Contrasting the album’s most sentimental song is the dark modern rock number, “How Does it Feel?” which scorns an ex-lover over its punchy, staccato rhythms and pointed lyrics: “You can’t hold me, can’t control me.” The song is as close as the band get to the more aggressive moments found on their second album.

The themes of individualism and escapism are dispersed throughout the record in McDougall’s strongest lyrical work to date. During the call-to-action, “We Are,” she implores her listeners in a rising falsetto to create the change they want to see in the world: “I want more for the world that we live in, we just take, never once have you given, she will speak of her pain if you listen.”
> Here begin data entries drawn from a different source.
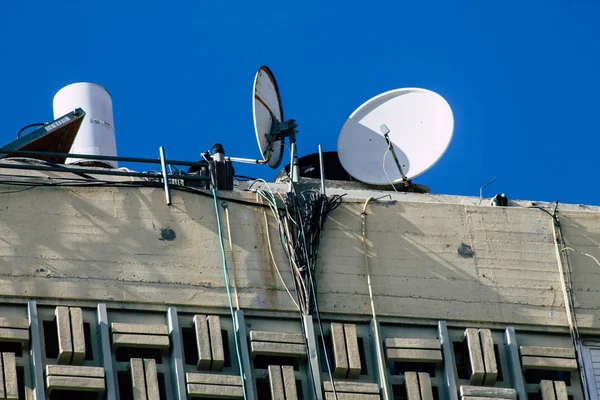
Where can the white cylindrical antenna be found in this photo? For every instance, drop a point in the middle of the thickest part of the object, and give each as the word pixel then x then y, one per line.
pixel 96 135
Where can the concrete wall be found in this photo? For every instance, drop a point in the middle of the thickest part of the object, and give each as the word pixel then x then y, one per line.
pixel 124 245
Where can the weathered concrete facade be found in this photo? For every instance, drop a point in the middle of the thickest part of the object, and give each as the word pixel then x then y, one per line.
pixel 431 257
pixel 108 290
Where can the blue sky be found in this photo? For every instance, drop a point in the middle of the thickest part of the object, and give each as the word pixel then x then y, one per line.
pixel 520 76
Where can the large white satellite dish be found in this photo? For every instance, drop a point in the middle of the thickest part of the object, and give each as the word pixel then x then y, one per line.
pixel 419 124
pixel 266 106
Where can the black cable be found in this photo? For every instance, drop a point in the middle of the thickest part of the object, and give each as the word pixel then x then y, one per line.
pixel 244 177
pixel 29 126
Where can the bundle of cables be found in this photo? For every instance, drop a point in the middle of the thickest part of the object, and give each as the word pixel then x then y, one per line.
pixel 300 221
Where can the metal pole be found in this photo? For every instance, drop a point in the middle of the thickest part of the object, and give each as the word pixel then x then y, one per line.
pixel 245 160
pixel 322 170
pixel 163 165
pixel 294 164
pixel 90 171
pixel 314 376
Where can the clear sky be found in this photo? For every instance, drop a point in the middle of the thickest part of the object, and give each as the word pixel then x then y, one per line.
pixel 522 78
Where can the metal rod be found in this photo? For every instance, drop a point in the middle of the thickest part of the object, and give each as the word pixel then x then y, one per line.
pixel 163 165
pixel 314 376
pixel 322 166
pixel 104 339
pixel 99 171
pixel 124 159
pixel 294 164
pixel 246 160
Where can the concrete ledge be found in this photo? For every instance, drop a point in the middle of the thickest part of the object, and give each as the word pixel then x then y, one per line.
pixel 351 396
pixel 149 341
pixel 414 355
pixel 65 342
pixel 351 387
pixel 75 383
pixel 541 351
pixel 72 370
pixel 413 389
pixel 11 390
pixel 547 390
pixel 77 335
pixel 277 349
pixel 276 383
pixel 289 382
pixel 214 391
pixel 14 335
pixel 151 375
pixel 17 323
pixel 489 357
pixel 213 379
pixel 415 343
pixel 340 354
pixel 279 337
pixel 202 342
pixel 488 392
pixel 547 363
pixel 425 385
pixel 354 364
pixel 560 390
pixel 475 356
pixel 144 329
pixel 216 343
pixel 138 379
pixel 481 398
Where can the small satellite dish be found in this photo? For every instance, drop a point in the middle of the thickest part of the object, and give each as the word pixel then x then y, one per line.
pixel 266 107
pixel 414 125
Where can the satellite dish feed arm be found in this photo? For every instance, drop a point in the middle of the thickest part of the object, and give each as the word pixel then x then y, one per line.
pixel 385 130
pixel 281 130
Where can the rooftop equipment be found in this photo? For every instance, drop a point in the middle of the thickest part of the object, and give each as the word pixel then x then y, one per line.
pixel 54 137
pixel 97 132
pixel 414 125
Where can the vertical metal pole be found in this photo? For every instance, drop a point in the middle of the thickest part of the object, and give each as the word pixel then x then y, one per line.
pixel 163 166
pixel 241 337
pixel 294 164
pixel 105 351
pixel 514 363
pixel 449 377
pixel 314 377
pixel 322 166
pixel 381 370
pixel 36 351
pixel 176 358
“Power of One” layers lightly strummed acoustic guitars with the bright metallic tones of Taahi and rhythm guitarist Jake Hardy, while bassist Cam Adler and drummer Matt Best control a tumbling rhythm with a light and airy balance.

Meanwhile, “Waves” is a piano-driven love ballad in which the guitars take a backseat to McDougall’s powerhouse vocals, soaring over the lush bed of synths in their ebb and flow dynamics.

The only misstep found on “Limitless” is the attempt at a stadium rocker, “I Defy,” which is one barbed hook or catchy vocal melody away from actually filling a stadium.

The closer, “The Greatest,” softens to lightly-strummed acoustic guitars and warm vocal harmonies. McDougall’s voice struggles between an aching quiver and a confident charm, an emotional tug and pull which is an organic and necessary bookend to a convincing album.

The songs on “Limitless” are easily Tonight Alive’s most matured and accomplished yet, exploring the themes of alienation, individualism, and social change.

Yes, the down-tuned guitars are dialed back, and there is heavy emphasis on electronics on this album, but the work as a whole is a daring step away from the band’s comfort zone without sacrificing meaning and melody.

Their sonic departure from their previous albums allows Tonight Alive to finally step out from underneath the shadow of comparison to contemporary rock act Paramore, to whom they are undeniably indebted.

The band are, nevertheless, their own musical entity now, and “Limitless” only crystallizes their path to being an international presence in the music scene.

Some longtime fans may feel alienated, but with the irresistible melodies and meaningful lyricism on this album, Tonight Alive’s career trajectory could very well reach the lofty ambitions that their album title suggests they are aiming for.

“Limitless” is now available in music retailers and streaming services worldwide.